86. A VISIONARY ARTIST:  I kept meeting and talking to Eugenio Perez Estrada at Palatino's, where he and another artist sketch tourists and sell them the sketches.  I have my own cartoon portraits from '00, '01, and '02 (and '04 and '05; the drawing above is from '04).
    But Eugenio, an uncommonly tall Cuban who wears hats and whom I always imagine with a turban, is a serious artist and a specialist in eyes.  He showed me his work in the museum next door, where I flirted with an attendant with a Russian name whom Eugenio thought might be the woman for me.
  When that didn't work out, he invited me to his house to see a work in progress that would clarify his artistic philosophy.  But, because I told him my opinion of Havana Vieja and of the vanity of pouring more money into it, we walked past a new housing project on the way that tourism had paid for.  We also stopped by the mercado so he could show me a fighting cock there.   The new 4-plexes or 8-plexes were white and beautiful, a far-cry from the older Russian inspired edificios.  They were already tiled and even had air conditioning, he told me.  Each condo was for a family in one of the city's poorest homes.  Maybe some from the braced
up and modernized but still cave-like dwellings he showed me only 2 blocks away.  Everyone in Cuba in a substandard home is on a list for a new one.
    He lived on a homely street in the northwest quarter, upstairs, in a narrow flat with a balcony, which was his studio.  The floors were worn but proud old tile; the furniture was old but solid and included a large table big enough for 6 diners or a philosophers' conference. 
    The place was large for two but cramped for him, his wife, and two grown daughters with boyfriends always around, plus, of course, his friends.

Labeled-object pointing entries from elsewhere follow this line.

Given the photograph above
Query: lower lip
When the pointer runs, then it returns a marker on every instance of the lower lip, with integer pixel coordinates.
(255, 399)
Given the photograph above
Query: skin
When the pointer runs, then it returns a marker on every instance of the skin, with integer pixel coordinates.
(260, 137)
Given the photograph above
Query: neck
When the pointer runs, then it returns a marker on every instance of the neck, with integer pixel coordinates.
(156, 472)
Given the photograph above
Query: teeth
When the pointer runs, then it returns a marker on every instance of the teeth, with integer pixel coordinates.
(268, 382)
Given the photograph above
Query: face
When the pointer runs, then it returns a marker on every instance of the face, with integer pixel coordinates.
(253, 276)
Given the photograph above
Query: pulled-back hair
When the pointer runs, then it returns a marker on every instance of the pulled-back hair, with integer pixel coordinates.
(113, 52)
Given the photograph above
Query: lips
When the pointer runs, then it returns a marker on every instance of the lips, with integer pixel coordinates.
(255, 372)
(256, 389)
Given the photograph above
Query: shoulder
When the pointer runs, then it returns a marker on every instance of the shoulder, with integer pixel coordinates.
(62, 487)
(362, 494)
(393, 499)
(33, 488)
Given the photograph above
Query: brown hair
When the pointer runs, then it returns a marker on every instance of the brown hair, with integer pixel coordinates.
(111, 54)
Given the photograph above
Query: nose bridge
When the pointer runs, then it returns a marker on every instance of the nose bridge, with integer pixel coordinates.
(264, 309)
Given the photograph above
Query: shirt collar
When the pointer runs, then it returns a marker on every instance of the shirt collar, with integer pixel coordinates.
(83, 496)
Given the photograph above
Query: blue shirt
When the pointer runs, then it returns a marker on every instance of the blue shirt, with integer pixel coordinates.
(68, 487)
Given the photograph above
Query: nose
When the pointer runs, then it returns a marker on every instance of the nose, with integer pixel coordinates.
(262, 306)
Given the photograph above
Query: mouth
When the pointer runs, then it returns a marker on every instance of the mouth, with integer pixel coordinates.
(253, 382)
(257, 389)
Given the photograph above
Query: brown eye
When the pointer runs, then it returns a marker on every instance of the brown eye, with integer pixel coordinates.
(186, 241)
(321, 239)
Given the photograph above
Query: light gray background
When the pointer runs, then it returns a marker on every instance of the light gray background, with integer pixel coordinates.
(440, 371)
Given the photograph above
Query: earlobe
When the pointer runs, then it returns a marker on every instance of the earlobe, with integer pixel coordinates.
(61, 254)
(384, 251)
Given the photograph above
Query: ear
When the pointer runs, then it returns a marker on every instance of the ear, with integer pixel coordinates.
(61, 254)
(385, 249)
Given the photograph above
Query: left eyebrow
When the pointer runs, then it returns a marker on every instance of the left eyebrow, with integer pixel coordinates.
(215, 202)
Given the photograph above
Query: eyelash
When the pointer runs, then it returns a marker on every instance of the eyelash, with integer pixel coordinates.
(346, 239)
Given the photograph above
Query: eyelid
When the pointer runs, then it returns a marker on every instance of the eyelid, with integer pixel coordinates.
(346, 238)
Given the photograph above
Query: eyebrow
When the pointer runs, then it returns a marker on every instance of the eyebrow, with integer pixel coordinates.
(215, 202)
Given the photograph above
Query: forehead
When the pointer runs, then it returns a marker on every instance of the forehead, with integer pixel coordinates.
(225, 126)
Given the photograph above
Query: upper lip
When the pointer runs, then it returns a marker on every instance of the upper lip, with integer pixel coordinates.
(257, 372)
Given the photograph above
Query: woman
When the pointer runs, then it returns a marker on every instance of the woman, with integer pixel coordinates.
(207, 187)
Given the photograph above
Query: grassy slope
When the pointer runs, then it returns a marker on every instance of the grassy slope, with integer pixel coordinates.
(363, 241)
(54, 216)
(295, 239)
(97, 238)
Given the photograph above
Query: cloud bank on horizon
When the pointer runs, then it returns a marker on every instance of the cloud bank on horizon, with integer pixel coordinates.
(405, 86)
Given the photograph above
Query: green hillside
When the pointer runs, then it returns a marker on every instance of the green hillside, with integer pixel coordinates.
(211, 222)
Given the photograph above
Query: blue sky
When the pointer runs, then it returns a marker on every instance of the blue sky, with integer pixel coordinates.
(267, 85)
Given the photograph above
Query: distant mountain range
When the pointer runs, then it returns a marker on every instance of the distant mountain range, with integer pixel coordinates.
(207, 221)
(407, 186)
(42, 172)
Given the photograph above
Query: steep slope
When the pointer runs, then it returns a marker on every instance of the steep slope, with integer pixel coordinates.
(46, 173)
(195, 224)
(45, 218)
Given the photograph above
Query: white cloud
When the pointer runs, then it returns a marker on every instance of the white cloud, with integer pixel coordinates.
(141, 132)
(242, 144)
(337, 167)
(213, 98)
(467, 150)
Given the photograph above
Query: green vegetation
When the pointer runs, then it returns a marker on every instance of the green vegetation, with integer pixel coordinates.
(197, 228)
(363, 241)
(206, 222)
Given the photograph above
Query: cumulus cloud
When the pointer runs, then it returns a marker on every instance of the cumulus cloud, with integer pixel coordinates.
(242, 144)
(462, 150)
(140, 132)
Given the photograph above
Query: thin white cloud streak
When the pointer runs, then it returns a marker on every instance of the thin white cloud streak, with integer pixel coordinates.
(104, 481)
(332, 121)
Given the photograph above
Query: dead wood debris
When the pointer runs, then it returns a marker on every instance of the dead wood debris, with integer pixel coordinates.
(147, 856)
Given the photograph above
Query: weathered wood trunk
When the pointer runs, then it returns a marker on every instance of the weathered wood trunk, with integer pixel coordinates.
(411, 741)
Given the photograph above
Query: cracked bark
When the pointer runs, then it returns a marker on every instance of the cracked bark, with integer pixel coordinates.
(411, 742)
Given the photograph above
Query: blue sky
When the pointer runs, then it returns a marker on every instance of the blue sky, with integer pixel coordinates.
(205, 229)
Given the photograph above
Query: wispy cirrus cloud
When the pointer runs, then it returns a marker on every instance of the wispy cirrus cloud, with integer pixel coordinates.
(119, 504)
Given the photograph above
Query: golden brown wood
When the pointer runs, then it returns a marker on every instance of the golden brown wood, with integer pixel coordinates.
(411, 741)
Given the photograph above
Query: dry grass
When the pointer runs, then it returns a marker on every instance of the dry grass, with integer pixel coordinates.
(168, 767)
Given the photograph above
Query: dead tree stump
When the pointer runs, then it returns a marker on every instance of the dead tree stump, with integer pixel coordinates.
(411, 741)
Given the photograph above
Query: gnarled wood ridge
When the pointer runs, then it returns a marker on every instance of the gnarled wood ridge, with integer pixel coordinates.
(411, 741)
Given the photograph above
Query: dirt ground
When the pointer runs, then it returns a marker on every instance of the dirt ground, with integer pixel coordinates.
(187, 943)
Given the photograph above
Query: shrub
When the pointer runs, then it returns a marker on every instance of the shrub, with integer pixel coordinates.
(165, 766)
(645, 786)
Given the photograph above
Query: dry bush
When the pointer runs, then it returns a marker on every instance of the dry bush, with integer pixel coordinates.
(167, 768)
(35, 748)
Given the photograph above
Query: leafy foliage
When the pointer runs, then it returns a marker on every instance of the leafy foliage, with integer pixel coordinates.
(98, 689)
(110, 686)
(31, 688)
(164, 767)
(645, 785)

I talked there with a boyfriend who was a scientist about powering cars with vegetable oil, and about Eduardo Galleano with a professor of German just back from doing research in Africa.
    The current painting on the balcony featured a campesino and two fighting  cocks whose eyes formed a dramatic triangle. I was more impressed by a collection of American Indian masks he had enhanced with realistic faces.
    After I explained Hemingway's theory of finding a story by editing away excess from around it, Eugenio told me that signing the petition was a chip off a marble block inside which resides the beautiful communist future of Cuba.